Hollywood hat uns schon oft gezeigt, wie Roboter die Welt erobern. Doch nach einem Krieg der Maschinen à la Terminator sieht es zur Zeit nicht aus. Stattdessen erobern Computer die Arbeitswelt, sichtbar als Roboter oder unsichtbar als Software. Wenn wir uns Roboter vorstellen, dann haben sie ein menschlichem Aussehen (Kopf, Körper, zwei Arme und zwei Beine). Wie der geschwätzige C-3PO aus Star Wars, der sechs Millionen verschiedene Sprachen spricht. Mit dieser Vorstellung haben die neuen Arbeiter wenig gemeinsam.
Das Thema Roboter nehmen uns die Arbeit weg ist definitiv in den Mainstream-Medien angekommen. Vorgestern hörte ich beim Autofahren im Radio, wie Trend-Forscher David Bosshart einen Blick in die Zukunft wagt: „Gewisse Berufsgattungen wird es in den nächsten Jahren nicht mehr geben.“ Und gestern schrieb die NZZ zur Zukunft der Arbeit: „Uns braucht es bald nur noch als Konsumenten. Die Leistung von Computern und Robotern wird in den nächsten Jahren massiv steigen. Jeder zweite Job droht ersetzt zu werden.“ Solche Berichte sind im vergangenen Jahr viele erschienen. Mit diesem Blog-Post möchte ich einige Erkenntnisse zusammenfassen.
Um was geht es?
Es geht um Automatisierung: Aufgaben, die eine Maschine schneller, besser und vor allem günstiger erledigen kann, werden in Zukunft von einer Maschine erledigt (Automatisierung des Automatisierbaren).
Und es geht um diese Frage: Werden auch dieses Mal mehr Jobs geschaffen als zerstört?
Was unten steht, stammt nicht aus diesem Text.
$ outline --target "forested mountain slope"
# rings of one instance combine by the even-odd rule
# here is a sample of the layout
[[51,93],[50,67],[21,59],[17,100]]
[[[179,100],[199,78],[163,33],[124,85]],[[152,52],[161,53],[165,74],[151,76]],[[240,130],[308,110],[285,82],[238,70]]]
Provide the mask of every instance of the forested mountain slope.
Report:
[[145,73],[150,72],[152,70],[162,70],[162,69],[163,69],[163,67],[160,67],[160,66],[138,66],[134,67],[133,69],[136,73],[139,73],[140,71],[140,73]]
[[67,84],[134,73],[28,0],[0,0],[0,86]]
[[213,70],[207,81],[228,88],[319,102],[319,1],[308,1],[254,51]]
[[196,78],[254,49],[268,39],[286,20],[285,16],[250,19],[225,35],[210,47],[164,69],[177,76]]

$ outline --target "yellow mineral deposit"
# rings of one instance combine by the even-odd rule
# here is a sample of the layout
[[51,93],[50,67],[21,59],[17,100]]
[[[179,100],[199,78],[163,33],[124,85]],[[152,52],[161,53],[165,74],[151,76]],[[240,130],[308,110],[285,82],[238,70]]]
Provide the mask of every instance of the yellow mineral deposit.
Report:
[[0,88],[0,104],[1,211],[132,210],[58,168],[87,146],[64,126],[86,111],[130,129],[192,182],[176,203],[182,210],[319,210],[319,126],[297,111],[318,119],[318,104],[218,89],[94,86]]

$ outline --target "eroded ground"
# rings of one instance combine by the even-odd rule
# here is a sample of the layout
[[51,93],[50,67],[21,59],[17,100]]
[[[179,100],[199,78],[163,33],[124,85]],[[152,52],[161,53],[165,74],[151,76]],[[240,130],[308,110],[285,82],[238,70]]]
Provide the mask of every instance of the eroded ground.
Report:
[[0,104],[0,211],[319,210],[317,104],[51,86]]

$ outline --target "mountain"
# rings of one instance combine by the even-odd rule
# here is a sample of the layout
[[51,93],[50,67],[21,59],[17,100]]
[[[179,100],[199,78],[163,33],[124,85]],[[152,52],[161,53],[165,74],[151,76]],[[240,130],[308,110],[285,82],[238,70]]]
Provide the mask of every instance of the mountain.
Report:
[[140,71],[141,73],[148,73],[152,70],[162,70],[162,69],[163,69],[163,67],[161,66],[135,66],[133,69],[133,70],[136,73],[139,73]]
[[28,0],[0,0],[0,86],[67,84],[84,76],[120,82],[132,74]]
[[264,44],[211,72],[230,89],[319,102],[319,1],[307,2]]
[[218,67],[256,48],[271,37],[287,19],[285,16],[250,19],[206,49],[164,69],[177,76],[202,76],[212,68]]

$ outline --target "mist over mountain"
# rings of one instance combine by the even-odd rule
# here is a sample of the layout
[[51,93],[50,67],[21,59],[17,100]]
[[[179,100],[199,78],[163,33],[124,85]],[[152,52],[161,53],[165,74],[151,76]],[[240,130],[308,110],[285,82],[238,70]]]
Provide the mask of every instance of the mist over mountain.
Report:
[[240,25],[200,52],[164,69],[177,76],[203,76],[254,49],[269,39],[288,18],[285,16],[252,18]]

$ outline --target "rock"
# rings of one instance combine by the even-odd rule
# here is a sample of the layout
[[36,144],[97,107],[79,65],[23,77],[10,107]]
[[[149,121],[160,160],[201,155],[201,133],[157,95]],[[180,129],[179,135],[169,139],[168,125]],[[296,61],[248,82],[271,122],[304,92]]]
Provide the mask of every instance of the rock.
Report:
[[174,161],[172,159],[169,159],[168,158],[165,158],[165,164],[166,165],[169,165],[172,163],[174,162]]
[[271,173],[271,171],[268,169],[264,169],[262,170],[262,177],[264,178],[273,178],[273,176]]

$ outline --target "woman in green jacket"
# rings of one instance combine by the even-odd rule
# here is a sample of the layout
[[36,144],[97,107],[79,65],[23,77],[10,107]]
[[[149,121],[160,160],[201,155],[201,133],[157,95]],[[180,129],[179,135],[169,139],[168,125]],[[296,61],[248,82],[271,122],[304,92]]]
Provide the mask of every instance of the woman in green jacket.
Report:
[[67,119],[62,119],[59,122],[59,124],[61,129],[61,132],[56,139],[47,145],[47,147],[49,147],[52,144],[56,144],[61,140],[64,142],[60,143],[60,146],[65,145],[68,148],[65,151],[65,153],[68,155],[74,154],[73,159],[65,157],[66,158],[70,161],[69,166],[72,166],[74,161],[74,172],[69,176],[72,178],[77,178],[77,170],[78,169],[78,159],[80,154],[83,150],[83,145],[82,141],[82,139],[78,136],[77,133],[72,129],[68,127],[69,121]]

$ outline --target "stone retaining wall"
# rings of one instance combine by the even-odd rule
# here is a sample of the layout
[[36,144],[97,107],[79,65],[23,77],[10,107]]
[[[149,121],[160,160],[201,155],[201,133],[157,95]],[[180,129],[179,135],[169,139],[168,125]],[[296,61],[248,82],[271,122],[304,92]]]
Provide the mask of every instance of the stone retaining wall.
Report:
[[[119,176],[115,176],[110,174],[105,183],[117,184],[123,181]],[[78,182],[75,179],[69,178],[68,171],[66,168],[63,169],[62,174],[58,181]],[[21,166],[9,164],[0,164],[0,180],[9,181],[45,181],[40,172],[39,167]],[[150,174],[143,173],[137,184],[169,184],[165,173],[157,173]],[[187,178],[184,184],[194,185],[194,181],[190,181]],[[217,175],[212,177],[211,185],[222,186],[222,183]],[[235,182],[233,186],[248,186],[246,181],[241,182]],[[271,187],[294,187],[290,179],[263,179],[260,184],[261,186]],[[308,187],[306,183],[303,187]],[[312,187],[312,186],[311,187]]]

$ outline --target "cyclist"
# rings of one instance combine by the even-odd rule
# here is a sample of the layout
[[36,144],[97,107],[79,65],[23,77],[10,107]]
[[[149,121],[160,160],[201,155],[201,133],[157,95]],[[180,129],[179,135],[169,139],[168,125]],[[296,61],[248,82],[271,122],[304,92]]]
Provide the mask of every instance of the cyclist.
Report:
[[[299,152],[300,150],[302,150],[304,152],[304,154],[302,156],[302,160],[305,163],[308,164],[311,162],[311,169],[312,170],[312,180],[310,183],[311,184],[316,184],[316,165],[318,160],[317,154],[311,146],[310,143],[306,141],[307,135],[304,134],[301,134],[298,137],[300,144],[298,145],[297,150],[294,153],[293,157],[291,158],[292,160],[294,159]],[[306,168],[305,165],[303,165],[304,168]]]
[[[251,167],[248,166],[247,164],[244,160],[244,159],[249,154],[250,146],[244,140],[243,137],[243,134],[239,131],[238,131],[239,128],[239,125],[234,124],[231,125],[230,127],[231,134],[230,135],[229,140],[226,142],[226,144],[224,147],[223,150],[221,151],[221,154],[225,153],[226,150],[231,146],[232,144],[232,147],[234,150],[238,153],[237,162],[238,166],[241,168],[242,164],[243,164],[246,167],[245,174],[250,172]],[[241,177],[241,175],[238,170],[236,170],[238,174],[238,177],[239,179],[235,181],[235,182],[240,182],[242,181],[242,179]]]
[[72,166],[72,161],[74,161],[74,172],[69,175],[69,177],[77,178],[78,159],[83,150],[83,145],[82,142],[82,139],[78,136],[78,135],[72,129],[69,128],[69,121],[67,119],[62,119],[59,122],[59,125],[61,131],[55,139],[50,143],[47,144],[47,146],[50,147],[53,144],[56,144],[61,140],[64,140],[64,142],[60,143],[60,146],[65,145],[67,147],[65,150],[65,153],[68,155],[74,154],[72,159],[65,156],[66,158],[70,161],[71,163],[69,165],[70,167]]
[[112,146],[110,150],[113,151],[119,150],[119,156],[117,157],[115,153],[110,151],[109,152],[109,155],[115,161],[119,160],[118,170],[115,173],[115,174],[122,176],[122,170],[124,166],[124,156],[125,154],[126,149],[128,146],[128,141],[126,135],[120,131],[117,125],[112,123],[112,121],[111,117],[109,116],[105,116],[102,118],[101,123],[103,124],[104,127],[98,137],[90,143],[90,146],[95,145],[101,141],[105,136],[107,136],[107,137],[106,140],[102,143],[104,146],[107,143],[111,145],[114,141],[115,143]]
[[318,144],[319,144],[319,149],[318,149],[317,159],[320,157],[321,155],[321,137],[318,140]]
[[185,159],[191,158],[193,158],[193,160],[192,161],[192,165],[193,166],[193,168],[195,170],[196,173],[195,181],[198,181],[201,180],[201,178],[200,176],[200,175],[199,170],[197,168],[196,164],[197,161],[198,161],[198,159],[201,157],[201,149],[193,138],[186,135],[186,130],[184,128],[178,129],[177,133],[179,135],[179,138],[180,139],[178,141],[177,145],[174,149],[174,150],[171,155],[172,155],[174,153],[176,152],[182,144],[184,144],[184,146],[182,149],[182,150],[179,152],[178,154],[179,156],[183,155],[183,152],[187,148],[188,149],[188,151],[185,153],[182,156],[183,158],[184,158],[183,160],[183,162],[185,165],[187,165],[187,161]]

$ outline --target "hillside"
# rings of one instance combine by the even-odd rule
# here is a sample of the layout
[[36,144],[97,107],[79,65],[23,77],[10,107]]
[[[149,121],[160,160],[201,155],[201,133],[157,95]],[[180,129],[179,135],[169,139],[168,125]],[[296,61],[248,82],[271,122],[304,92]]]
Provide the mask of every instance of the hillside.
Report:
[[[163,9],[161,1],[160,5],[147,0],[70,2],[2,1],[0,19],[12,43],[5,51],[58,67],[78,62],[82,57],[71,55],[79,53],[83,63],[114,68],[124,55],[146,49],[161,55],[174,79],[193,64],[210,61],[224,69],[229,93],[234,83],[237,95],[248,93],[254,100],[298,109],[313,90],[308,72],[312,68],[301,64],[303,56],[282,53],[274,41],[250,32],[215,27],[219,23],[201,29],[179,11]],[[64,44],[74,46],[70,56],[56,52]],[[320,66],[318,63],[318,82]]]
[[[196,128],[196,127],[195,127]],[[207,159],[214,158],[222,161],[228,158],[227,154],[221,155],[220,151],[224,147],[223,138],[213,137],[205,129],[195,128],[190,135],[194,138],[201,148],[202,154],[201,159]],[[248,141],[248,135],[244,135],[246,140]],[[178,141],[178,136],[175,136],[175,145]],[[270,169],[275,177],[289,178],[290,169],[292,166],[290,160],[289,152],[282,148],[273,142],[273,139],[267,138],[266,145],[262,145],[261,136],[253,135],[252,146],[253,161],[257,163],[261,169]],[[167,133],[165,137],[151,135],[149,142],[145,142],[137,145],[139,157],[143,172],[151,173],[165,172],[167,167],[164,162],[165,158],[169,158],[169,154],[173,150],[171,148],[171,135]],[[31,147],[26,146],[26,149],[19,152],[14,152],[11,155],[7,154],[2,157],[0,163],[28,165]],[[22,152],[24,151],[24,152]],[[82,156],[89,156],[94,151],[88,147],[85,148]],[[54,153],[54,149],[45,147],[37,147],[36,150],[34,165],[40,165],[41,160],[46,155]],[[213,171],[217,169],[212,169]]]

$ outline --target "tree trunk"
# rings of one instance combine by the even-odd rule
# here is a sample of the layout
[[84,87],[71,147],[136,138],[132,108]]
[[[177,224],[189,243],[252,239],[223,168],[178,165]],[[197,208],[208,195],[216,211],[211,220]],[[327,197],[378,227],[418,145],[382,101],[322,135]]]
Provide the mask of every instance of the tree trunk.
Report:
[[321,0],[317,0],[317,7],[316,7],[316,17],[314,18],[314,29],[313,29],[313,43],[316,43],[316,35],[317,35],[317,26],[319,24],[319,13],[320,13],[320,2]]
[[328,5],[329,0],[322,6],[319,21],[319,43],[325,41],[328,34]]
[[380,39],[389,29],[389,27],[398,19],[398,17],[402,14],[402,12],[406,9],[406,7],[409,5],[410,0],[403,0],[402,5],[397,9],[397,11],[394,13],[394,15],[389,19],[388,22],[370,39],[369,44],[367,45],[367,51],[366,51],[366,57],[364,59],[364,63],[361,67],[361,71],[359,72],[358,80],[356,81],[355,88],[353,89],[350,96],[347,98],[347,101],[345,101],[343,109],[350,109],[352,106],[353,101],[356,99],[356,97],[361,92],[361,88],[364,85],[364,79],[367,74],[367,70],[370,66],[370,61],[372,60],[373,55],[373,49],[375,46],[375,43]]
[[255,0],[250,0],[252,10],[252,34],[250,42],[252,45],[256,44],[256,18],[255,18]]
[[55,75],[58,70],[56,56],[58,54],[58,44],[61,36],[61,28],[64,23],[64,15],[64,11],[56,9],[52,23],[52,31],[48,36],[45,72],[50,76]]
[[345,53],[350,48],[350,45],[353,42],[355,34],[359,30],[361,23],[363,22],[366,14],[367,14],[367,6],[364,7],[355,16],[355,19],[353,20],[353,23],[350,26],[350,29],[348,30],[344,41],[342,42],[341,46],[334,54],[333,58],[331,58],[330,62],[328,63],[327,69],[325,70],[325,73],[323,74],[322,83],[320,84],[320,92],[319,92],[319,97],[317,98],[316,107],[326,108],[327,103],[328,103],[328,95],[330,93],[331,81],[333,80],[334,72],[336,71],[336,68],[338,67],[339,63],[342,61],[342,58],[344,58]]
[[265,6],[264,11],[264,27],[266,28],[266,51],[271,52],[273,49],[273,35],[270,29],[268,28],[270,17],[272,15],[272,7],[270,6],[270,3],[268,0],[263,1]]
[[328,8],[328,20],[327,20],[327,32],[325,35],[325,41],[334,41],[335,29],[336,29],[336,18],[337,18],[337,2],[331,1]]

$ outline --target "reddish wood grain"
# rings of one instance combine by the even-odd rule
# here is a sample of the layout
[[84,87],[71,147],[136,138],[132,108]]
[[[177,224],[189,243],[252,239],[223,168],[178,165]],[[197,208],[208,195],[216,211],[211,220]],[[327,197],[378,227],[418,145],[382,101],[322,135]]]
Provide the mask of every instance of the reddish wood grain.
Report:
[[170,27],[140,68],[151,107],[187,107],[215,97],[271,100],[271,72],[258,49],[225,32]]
Oder steuern wir auf eine Massenarbeitslosigkeit zu?
Das ist nicht neu: Schon Anfang des 18. Jahrhunderts hat die Dampfmaschine Menschen ersetzt (z.B. in der Landwirtschaft). Später haben Maschinen Aufgaben in Fabriken übernommen. Dabei wurden aber immer anderswo genügend Jobs geschaffen (die mehr Aus- und Weiterbildung benötigten). Betroffen von der Automatisierung waren also vor allem schlecht ausgebildete Arbeiter. Das ist neu: Der Wandel läuft schneller ab und dieses Mal werden vielleicht mehr Jobs zerstört als neu geschaffen. Früher ersetzten Maschinen Muskelkraft, heute geistige Tätigkeiten. Somit sind auch die Jobs von gut Ausgebildeten gefährdet. Einige Beispiele:
- Journalisten: Computer schreiben z.B. Sport- und Finanzberichte. Bei diesem Quiz muss man entscheiden, ob ein Text von einem Menschen oder einem Computer geschrieben wurde.
- Anwälte: Computer durchsuchen Archive nach den Informationen, die für einen aktuellen Fall relevant sind. Sie erledigen in Sekunden, wofür ein Mensch (AnwaltspraktikantIn) eine Woche brauchen würde.
- Ärzte: Computer werden immer besser beim Analysieren von Bildern. So unterstützen sie zum Beispiel Röntgenärzte beim Erkennen von Krebs auf Röntgenbildern. Der IBM-Computer Watson wurde bekannt durch seinen Sieg in der Game-Show Jeopardy. Jetzt soll Watson unter anderem Ärzte bei Diagnosen unterstützen,
- Computer sind schon jetzt Investmentberater und an den Börsen schöpfen sie im Hochgeschwindigkeitshandel in Sekundenbruchteilen Gewinne ab. Damit haben sie Händler schon lange überholt.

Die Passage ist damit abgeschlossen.